Al onze garens zijn ondergebracht in garengroepen (van A tot F) volgens dikte en stekenverhouding – groep A bevat de dunste garens en groep F de dikste. Dit maakt het makkelijker voor u om alternatieve garens te vinden voor onze patronen, indien u graag ander garen wilt gebruiken. Alle garens binnen dezelfde groep hebben ongeveer eenzelfde stekenverhouding en kunnen elkaar vervangen. Het is wel zo dat verschillende garenkwaliteiten verschillende structuren en eigenschappen hebben, wat het uiteindelijke werkstuk een unieke 'look en feel' geeft.

Klik hier voor een overzicht van de garens in elke garengroep

Bovenaan al onze patronen vindt u een link naar onze garenvervanger, welke handig kan zijn als u een ander garen wilt gebruiken dan staat aangegeven in het patroon. Door het garen in te vullen dat u wilt vervangen, de hoeveelheid (in uw maat) en het aantal draden, stelt de vervanger geschikte alternatieven voor met dezelfde stekenverhouding. Daarnaast wordt aangegeven hoeveel u nodig heeft in de nieuwe kwaliteiten en of u met meerdere draden moet werken. De meeste bollen zijn 50 gram (sommige zijn 25 gram of 100 gram).

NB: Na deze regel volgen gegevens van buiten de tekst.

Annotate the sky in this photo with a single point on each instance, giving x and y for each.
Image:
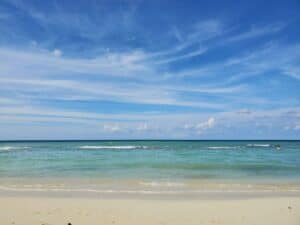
(149, 69)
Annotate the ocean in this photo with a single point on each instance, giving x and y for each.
(148, 165)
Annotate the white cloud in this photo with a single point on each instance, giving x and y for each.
(142, 127)
(57, 52)
(111, 128)
(202, 126)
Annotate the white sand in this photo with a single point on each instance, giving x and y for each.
(130, 211)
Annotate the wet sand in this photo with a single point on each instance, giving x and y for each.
(60, 210)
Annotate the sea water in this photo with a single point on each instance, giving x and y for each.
(149, 163)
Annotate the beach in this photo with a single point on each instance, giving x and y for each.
(41, 210)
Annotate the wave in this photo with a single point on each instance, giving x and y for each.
(8, 148)
(163, 184)
(111, 147)
(259, 145)
(222, 147)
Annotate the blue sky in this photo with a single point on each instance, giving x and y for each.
(149, 69)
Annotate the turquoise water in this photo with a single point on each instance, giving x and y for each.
(151, 160)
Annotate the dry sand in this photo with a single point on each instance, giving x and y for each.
(27, 210)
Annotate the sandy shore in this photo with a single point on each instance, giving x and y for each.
(38, 210)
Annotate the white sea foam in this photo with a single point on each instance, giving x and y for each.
(221, 147)
(111, 147)
(8, 148)
(259, 145)
(163, 184)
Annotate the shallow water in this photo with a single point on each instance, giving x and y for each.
(151, 160)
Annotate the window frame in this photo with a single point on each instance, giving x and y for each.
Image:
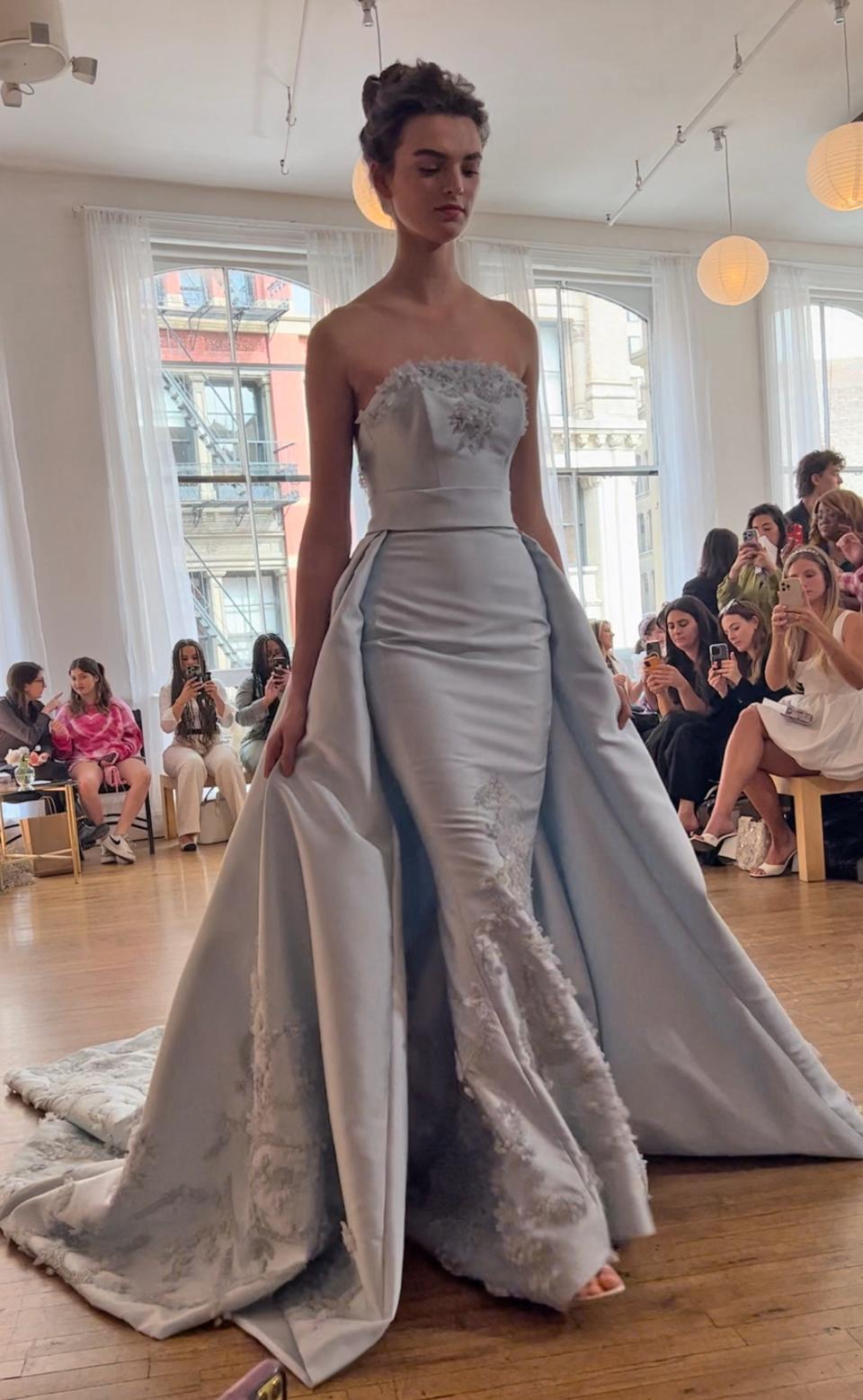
(233, 371)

Als het patroon met meerdere kleuren wordt gebreid/gehaakt, moet elke kleur apart worden vervangen. Dit geldt ook als het patroon met verschillende draden van verschillende garens wordt gemaakt (bijvoorbeeld 1 draad Alpaca en 1 draad Kid-Silk) dan zult u voor elk individueel alternatieven moeten vinden.

Klik hier voor de garenvervanger

Omdat de verschillende garens verschillende kwaliteiten en verschillend texturen hebben, hebben we ervoor gekozen om het originele garen in het patroon te laten staan. Maar u kunt vrij makkelijk andere opties vinden tussen de beschikbare garenkwaliteiten door onze garenvervanger te gebruiken, of door een garen uit dezelfde garengroep uit te kiezen.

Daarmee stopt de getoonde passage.